Possible Mechanism of Action
As a couple of people in the original post have noted, the MOA might be linked to a neurosteroid effect, particularly an increase in allopregnanolone is responsible for improving GABA sensetivity, therefore this might be a reson why some effects similar to Phenibut.The following articles might give a hint in regards of the MOA and related compounds.
PubMed: Selective brain steroidogenic stimulants (SBSSs)
- Main clue
SSRIs act as selective brain steroidogenic stimulants (SBSSs) at low doses that are inactive on 5-HT reuptake
Brain principal glutamatergic neurons synthesize AlloP, a neurosteroid that potently, positively, and allosterically modulates GABA action at GABAA receptors. Cerebrospinal fluid (CSF) Allo levels are decreased in patients with posttraumatic stress disorder (PTSD) and major depression. This decrease is corrected by fluoxetine in doses that improve depressive symptoms. Depression-like behavioral dysfunctions (aggression, fear, and anxiety) associated with a decrease of corticolimbic AlloP content can be induced in mice by social isolation. In socially isolated mice, fluoxetine and analogs stereospecifically normalize the decrease of Allo biosynthesis and improve behavioral dysfunctions by a mechanism independent from 5-HT reuptake inhibition. Thus, fluoxetine and related congeners facilitate GABAA receptor neurotransmission and effectively ameliorate emotional and anxiety disorders and depression by acting as selective brain steroidogenic stimulants (SBSSs).
- Another compound
Etifoxine stimulates the biosynthesis of endogenous neurosteroids, for example: allopregnanolone, a nanomolar potentiator of GABA activity.

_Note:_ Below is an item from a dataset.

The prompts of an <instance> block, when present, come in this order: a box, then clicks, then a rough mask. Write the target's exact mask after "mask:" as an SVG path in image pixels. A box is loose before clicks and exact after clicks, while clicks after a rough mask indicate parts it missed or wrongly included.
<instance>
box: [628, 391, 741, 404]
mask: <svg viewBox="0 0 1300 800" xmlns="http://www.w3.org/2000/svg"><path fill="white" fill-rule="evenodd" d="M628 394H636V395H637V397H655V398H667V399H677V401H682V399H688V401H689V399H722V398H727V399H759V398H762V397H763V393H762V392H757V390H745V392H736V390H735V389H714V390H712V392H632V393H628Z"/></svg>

These neurosteroids exert inhibitory actions on neurotransmission. They act as positive allosteric modulators of the GABAA receptor (especially δ subunit-containing isoforms), and possess, in no particular order, antidepressant, anxiolytic, stress-reducing, rewarding, prosocial, antiaggressive, prosexual, sedative, pro-sleep, cognitive and memory-impairing, analgesic, anesthetic, anticonvulsant, neuroprotective, and neurogenic effects.
Certain antidepressant drugs such as fluoxetine and fluvoxamine, which are generally thought to affect depression by acting as selective serotonin reuptake inhibitors (SSRIs), have also been found to normalize the levels of certain neurosteroids (which are frequently deficient in depressed patients) at doses that are inactive in affecting the reuptake of serotonin. This suggests that other actions involving neurosteroids may also be at play in the effectiveness of these drugs against depression.
PubMed: AlloP increase in DA response
- Might explain alleviating anhedonia
The neurosteroid allopregnanolone increases dopamine release and dopaminergic response to morphine in the rat nucleus accumbens
AlloP dose-dependently increased the release of DA in the nucleus accumbens. Furthermore, this hormone doubled the DA response to morphine. These effects were observed for AlloP doses of 50 and 100 pmol injected intracerebroventricularly. These results suggest that the stimulatory effect of AlloP on DA could mediate some of the behavioural effects of neurosteroids and, in particular, the interaction of these hormones with mood and motivation.